Certainly the man I remember with fondness is unrecognizable to you. His journey to Rancho Santa Fe began, it seems now, when his life first went off track in Alabama all those years ago. He lost his job, and his family: he paid for being gay in a place that was largely hostile to homosexuality-the Deep South of George Wallace and buttoned-down manners. I know; I was there. I was close friends with a young man who had an affair with Herff Applewhite: the liaison broke up Applewhite’s marriage and drove him from Tuscaloosa. The mystery everyone is trying to solve is how Applewhite could lead so many to their deaths. But if you can appreciate the persuasive charm he had back then-no matter what his sexual orientation-you can begin to understand the force of his personality.

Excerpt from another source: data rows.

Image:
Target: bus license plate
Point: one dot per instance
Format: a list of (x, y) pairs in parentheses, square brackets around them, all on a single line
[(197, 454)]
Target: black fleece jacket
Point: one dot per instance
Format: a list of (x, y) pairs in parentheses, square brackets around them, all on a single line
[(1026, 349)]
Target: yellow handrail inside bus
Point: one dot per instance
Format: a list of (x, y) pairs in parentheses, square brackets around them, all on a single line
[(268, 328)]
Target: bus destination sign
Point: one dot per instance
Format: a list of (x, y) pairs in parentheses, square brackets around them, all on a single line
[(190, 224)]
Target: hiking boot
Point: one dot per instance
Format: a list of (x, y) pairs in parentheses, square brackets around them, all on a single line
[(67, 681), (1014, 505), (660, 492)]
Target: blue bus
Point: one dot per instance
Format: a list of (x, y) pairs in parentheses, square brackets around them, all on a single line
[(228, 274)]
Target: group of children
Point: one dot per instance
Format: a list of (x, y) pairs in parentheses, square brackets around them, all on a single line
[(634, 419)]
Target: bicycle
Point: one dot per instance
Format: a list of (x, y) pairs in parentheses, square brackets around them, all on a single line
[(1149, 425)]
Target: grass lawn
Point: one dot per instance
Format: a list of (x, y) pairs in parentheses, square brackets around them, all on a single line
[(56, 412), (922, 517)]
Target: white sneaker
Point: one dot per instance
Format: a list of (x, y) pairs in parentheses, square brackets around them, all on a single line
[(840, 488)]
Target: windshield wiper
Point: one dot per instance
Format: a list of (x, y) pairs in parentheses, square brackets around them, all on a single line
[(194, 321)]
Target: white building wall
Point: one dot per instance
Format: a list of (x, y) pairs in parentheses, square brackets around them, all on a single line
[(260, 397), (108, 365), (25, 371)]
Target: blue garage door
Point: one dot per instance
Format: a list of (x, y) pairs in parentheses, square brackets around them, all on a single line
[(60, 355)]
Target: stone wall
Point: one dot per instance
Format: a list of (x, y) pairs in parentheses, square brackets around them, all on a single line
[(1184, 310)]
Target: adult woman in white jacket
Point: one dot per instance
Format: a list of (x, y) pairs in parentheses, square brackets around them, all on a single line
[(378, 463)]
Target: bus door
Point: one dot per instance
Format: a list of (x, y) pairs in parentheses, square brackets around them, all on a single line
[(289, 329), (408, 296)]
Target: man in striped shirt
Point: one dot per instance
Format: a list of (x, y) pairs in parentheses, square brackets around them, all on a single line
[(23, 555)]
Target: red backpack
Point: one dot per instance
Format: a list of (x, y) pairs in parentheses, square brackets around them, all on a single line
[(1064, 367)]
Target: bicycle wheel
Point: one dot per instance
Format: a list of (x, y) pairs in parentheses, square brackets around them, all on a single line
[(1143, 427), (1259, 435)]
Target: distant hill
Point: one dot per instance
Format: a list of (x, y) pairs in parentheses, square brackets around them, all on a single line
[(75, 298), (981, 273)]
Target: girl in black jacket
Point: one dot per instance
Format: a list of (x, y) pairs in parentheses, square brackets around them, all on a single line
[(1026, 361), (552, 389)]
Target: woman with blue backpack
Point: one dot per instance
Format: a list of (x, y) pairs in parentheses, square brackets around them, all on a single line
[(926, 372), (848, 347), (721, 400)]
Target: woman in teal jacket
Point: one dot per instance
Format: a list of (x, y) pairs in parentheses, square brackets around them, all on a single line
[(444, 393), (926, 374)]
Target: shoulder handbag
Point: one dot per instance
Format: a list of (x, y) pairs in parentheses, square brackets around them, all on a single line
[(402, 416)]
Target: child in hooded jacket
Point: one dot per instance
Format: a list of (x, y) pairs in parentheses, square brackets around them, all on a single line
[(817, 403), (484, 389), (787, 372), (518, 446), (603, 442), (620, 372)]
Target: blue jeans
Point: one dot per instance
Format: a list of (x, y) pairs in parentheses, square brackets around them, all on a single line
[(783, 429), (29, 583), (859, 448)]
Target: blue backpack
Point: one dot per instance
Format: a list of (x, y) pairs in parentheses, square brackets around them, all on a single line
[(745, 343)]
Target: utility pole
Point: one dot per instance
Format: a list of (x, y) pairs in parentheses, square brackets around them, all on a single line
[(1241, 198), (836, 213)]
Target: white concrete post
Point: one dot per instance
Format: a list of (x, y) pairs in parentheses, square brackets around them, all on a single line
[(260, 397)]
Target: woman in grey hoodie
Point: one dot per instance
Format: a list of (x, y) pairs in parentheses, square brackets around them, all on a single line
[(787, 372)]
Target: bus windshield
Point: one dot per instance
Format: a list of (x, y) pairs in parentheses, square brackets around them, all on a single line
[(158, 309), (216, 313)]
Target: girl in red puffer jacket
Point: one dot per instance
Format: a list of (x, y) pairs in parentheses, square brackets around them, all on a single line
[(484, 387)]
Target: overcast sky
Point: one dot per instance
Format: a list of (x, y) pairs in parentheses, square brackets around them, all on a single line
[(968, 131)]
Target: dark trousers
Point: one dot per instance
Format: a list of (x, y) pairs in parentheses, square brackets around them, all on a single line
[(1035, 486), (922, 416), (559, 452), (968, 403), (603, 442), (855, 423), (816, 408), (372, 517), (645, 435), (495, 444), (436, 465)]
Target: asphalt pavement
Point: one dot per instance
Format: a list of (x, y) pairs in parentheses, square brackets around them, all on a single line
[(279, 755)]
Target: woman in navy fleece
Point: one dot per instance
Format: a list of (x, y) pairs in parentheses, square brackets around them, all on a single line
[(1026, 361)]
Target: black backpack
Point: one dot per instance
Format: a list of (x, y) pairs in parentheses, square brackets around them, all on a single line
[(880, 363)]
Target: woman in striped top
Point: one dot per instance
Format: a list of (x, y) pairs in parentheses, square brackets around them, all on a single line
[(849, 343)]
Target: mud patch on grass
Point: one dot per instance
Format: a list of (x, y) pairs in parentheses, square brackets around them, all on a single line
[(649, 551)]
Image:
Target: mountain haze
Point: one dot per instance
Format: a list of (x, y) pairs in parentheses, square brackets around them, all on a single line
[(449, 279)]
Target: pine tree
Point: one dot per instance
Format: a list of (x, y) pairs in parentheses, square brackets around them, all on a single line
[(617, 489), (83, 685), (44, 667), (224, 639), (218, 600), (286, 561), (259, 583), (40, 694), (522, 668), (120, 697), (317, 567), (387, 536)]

Mr. Applewhite, as I first knew him, was my voice teacher. I also attended his repertory class, sang in the university chorus under his direction and accompanied some of his other voice students for perhaps three or four hours a week. I saw him every day for as long as he taught at the university. Sometimes after my lesson, we’d go for tea at a hangout in the old quadrangle. When I was no longer his student, we became friends and often went to Howard Johnson’s with other friends after a class or concert. We always ended our meal with chocolate fudge brownies. If someone was short of cash, Mr. Applewhite would treat, saying, “You can buy me coffee tomorrow at the quadrangle.” When I stopped studying with him, he asked me to call him “Heriff.”

When Herff smiled, which was often, his teeth gleamed like a double row of Chiclets. His speaking voice was resonant, a rich baritone brightened by an unexpected metallic ping. He was polite, even courtly. He wore expensive Harris tweed jackets, Oxford-cloth button-down shirts and Weejuns. He always looked as though he’d just gotten out of a shower, having scrubbed himself to a pink glow.

No one thought him perfect, however. There was always something suspect about him. He smiled too much. In that time and place, other, more sinister things were seen as wrong with him even though there barely existed a language with which to discuss them. Allusions were made; some were veiled, others were not. He had long hair-at least an inch on top-in an era when men in Alabama wore theirs cropped like GIs. (In Alabama, the ’50s lasted until at least 1968.) Herff often winked at you when he talked. You couldn’t tell whether his wink was supposed to lock you into a complicity with him or just italicize a word for emphasis or if it was a tic. I never heard anyone call the gesture effeminate, but knowing glances were exchanged behind his back. Herff owned the regulation black, navy, heather gray and oatmeal crew-neck sweaters. He also had cherry red, emerald green and Prussian blue ones. No one ever said exactly what was wrong with them. They didn’t need to. Merely to name the color said it all. Herff was skating on thin ice.

Of course Herff was a talented teacher. Besides his duties at the university, Herff was also the music director of one of the largest churches in town, preparing the weekly services as well as special programs for Christmas, Easter and feast days. Always working, he had such a gift for organization that he added to his university schedule another smaller, elite choral group, the Alabama Singers, with whom he made a professional recording.

Herff was married to a beautiful woman with whom he had two lovely children. I don’t know how many times I saw Herff with my friend, a gifted young man, before I realized I couldn’t remember the last time I’d seen Herff with his wife. Herff’s public encounters with my friend were innocent enough; it was their frequency and pitch that incriminated. Their chats in the hall came to be seen as more than chats. Their arrivals together in the morning and their departures together in the evenings were the equivalent of confessions. It was not long before Mrs. Applewhite left with the children and never came back.

My friend told me that he and Herff were lovers, but no matter what anyone else suspected, no one knew for certain. Things, however, didn’t work out for Herff. One professor, who was married with children, had been suspected of having sexual relations with his male students for years. Yet this man had had the grace, if that’s what you can call it, to be prudent out in the open. He supported Applewhite’s dismissal. Whether the fact that he was involved with the same young man as Applewhite had anything to do with his outrage, I cannot say. Before the ink was dry on his forced resignation, Herff’s relationship with my friend had dissolved. The last time I saw Applewhite in Alabama he was the color of cigarette ashes, and unshaven. I thought he would snap out of it. He apparently never did.